Applicants must also have a clean criminal record in Spain and previous countries of residence as well as "not represent a threat to public order", according to a decree that became law this week.
Depending on the migrant's profile, proof of previous work, the family unit or a situation of vulnerability may also be necessary.
Those extra demands have tempered the joy of Alejandra, a 38-year-old woman from Colombia's capital Bogota who arrived in Spain in 2022.
She had just left her country's consulate in Madrid holding a new Colombian passport, the last document she needed, but her husband remains in limbo.
"I have all my papers because I am an asylum seeker, but my husband isn't and he lacks the vulnerability certificate," Alejandra told AFP.
"He can't get work because he doesn't have papers, and he can't get that certificate, it's difficult" for him, she said.
- Fear of 'bottlenecks' -
The window for regularisation applications opened on Thursday and will close on June 30. The relevant authorities have 15 days to inform applicants if their file has been accepted.
Faced with the incoming tsunami of admin, the government has prepared "an operational plan that is up to the task with an incredible amount of work and care", Migration Minister Elma Saiz has said.
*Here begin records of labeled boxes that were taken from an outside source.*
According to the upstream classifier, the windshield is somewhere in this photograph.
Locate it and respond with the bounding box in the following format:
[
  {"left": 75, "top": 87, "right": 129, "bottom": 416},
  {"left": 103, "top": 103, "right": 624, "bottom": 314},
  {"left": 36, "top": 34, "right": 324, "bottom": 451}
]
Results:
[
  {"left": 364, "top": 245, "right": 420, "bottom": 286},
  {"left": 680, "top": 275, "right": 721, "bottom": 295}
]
A network of around 450 social security, postal service and immigration offices has been set up with longer opening times.
More than 550 extra staff have been hired to work exclusively on the processing of the applications.
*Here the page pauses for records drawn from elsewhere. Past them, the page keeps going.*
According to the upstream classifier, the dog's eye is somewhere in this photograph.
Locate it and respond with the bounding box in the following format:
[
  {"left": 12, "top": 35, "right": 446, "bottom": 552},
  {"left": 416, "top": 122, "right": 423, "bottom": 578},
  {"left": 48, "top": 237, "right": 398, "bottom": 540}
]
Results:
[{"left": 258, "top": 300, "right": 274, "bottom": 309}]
Guillermo Valderrabano, founder and director of the law firm ExtranjeriaClara.com which helps immigrants with legal processes, said his firm had been receiving 400 calls every day from regularisation hopefuls.
The current system "is already slow in normal processing" conditions, he warned, saying "time will tell" if the reinforcement measures can cope.
"The key is not just the volume, but how the documentation is interpreted and how it is managed in each office. That's where the bottlenecks have come up historically," said Valderrabano.
"Additional resources to collect information have been put in place, now the challenge is to process it at the promised speed," he said.